ISSUE: Should you use information from a rival in your company blog?
SOLUTION: If you are publishing a blog, you must behave as a publisher, not a marketer.
Using rival information makes sense as long as it meets the following criteria: It must be valuable to your audience and not self-serving to the rival; it should carry your own company's spin or unique point of view; it should be repackaged in a way that is consumable and shareable.
Business-software company SAP, which uses third-party content as an essential part of its content-marketing strategy, increased traffic to its blog site when it linked to a white paper from a major competitor.
The effort initially drew some internal skepticism but ultimately proved that b-to-b marketers can benefit when they're open to using content that is valuable to their target audiences -- even if that content comes from a rival.
Beginning in 2011, "Our CMO [Jonathan Becher] challenged the whole marketing organization to publish more than 50% of the content from outside SAP, in order for us to bring in thought leaders and voices of other parties," said Michael Brenner, head of strategy at content-marketing company NewsCred and previously VP-marketing and content strategy at SAP. Two years ago the company launched a site called Business Innovation from SAP, which features blogs and articles from SAP subject-matter experts, customers, partners and industry thought leaders. The site is designed to help business decision-makers get insight on critical business issues, not product information.
"Part of my mission -- with Jonathan's blessing -- was to bring in outside perspective on issues facing our customers -- analytics, big data, cloud computing, etc. It is totally appropriate for thought-leadership blogs, and if we have to mention our competitors, it is OK," Mr. Brenner said. "That is what the audience is expecting, so it's not just SAP's perspective."
He said the first time competitive content really became an issue was shortly after the Business Innovation site launched, when SAP published a blog that linked to a competitor's white paper on how to create effective business intelligence. Mr. Brenner declined to name the competitor.

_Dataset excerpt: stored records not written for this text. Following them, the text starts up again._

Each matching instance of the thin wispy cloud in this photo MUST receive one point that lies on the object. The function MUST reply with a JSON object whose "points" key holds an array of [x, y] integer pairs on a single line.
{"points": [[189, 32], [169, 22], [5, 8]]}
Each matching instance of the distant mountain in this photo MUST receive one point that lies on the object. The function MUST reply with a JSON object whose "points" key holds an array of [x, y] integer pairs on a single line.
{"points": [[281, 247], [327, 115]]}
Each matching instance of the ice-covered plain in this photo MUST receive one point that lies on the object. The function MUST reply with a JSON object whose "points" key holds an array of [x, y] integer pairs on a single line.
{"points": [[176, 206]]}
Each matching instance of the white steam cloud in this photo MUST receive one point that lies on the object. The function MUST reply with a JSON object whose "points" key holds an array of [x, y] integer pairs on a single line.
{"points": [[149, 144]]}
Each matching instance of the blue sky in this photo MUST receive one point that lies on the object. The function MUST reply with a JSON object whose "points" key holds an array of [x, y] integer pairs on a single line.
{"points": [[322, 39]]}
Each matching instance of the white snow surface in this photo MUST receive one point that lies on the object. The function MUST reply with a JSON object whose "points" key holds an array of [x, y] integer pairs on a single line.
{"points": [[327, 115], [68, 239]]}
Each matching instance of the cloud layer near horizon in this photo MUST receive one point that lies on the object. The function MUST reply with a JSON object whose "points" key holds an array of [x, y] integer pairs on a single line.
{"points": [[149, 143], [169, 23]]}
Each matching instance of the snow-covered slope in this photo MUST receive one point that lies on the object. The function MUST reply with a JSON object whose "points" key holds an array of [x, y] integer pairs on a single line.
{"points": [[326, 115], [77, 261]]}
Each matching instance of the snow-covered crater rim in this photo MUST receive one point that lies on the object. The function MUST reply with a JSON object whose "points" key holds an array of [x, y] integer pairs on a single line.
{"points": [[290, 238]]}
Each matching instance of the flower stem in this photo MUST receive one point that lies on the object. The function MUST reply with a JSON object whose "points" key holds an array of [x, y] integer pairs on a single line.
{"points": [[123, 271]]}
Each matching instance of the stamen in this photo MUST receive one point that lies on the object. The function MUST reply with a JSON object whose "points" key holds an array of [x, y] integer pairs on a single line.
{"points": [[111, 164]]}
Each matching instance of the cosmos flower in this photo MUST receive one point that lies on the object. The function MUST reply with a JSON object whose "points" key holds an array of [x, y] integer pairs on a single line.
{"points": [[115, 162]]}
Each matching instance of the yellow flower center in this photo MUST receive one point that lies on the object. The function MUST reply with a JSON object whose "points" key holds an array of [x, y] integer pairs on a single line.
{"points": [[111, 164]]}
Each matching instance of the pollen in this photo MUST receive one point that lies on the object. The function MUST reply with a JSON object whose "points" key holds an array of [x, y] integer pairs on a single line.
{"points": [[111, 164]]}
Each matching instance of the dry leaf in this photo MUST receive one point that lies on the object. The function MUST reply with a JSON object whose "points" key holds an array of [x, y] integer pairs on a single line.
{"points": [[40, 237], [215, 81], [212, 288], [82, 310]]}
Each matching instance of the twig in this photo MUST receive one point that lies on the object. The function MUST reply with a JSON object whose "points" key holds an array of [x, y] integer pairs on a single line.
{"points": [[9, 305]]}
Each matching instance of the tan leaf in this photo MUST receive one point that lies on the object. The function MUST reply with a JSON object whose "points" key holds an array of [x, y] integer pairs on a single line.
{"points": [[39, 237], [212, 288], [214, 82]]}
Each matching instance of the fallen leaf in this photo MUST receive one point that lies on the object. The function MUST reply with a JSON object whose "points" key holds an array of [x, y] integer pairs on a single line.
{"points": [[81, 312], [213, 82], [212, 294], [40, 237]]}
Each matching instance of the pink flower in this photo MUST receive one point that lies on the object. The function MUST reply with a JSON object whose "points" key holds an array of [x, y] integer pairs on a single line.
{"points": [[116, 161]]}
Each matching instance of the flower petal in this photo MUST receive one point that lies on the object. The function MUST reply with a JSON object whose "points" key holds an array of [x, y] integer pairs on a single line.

An SAP senior executive retweeted the article, and Mr. Brenner got a call late on a Friday from someone in the marketing group, requesting that the blog be removed because it contained a link to a competitor's content.
Mr. Brenner said he was confident the post would perform well, and he promised to run analytics on the post to show its effectiveness. "I pleaded for the team's patience in letting me show the value of the approach," he said.
The effort paid off. The blog post received over 2,000 views within four or five days of being published, which was double the average article page view. More than 200 readers clicked through to explore solutions on the SAP site, compared with only a dozen or so who clicked on a registration link in the competitor's white paper.